You know, if you're willing to hold the other vendors to the same limited standard that you're requiring of Amazon, they're just as hassle-free. Barnes & Noble and Kobo have always worked fine if you're willing to limit yourself to their devices or apps, which are available on all the same platforms as the Kindle apps. If I want something that works great on a proprietary device and isn't portable without running it through Calibre first, both Kobo and Amazon fit the bill. If I never cared to move a Barnes & Noble book from either the app or a NOOK in the first place, then none of the download link or DRM stuff would have made a difference. As it is, I can retrieve the books from the NOOK app just as easily as I can with Amazon, with the added bonus that they're still unmangled epubs.

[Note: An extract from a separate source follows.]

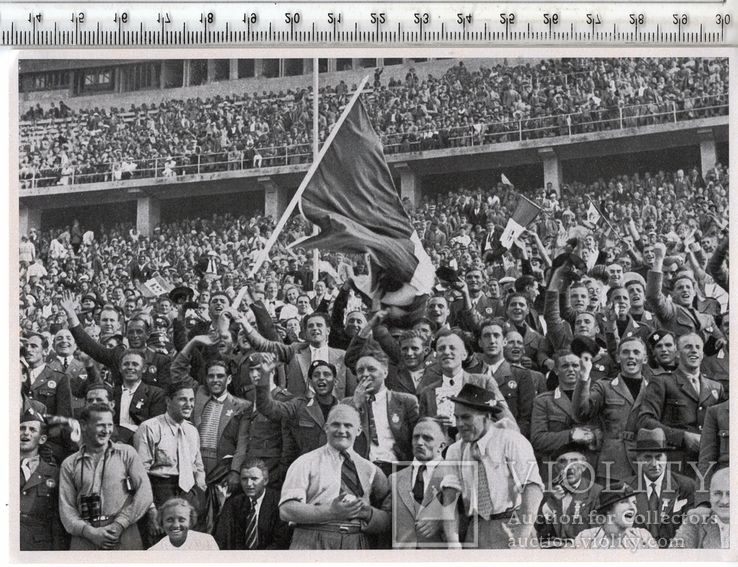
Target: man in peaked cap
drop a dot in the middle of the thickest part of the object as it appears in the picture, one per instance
(40, 526)
(491, 465)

You can certainly argue that even though both Kobo and Barnes & Noble promised to make their books available to other platforms, they both failed in various ways. Not only did Amazon not try, though, they actually took active steps to prevent using their ebooks on other platforms. I'm not going to begrudge them the original mobi thing, since epub wasn't really viable yet. Once it was, though, and the capabilities of their new devices moved beyond mobi, a consumer-friendly company would have just moved to epub. Instead, they just wrapped the same information in a proprietary shell to make portability more difficult instead of less. That's not some sort of fluke, either, as they did the same thing to PDF. Instead of just delivering a PDF to a device that already supports PDF(!), they wrap it up and call it "Print Replica", which is just like a PDF, except you can't use it on other devices (or even use the table of contents on a Kindle).

Apparently, the big mistake that Barnes & Noble and Kobo made was in not training their customer base to have low enough expectations. Amazon certainly proved that to be a much better strategy for commercial success.

I don't have any problem with you buying whatever you want from Amazon, but if you're going to compare other stores to them, hold everybody to the same set of standards.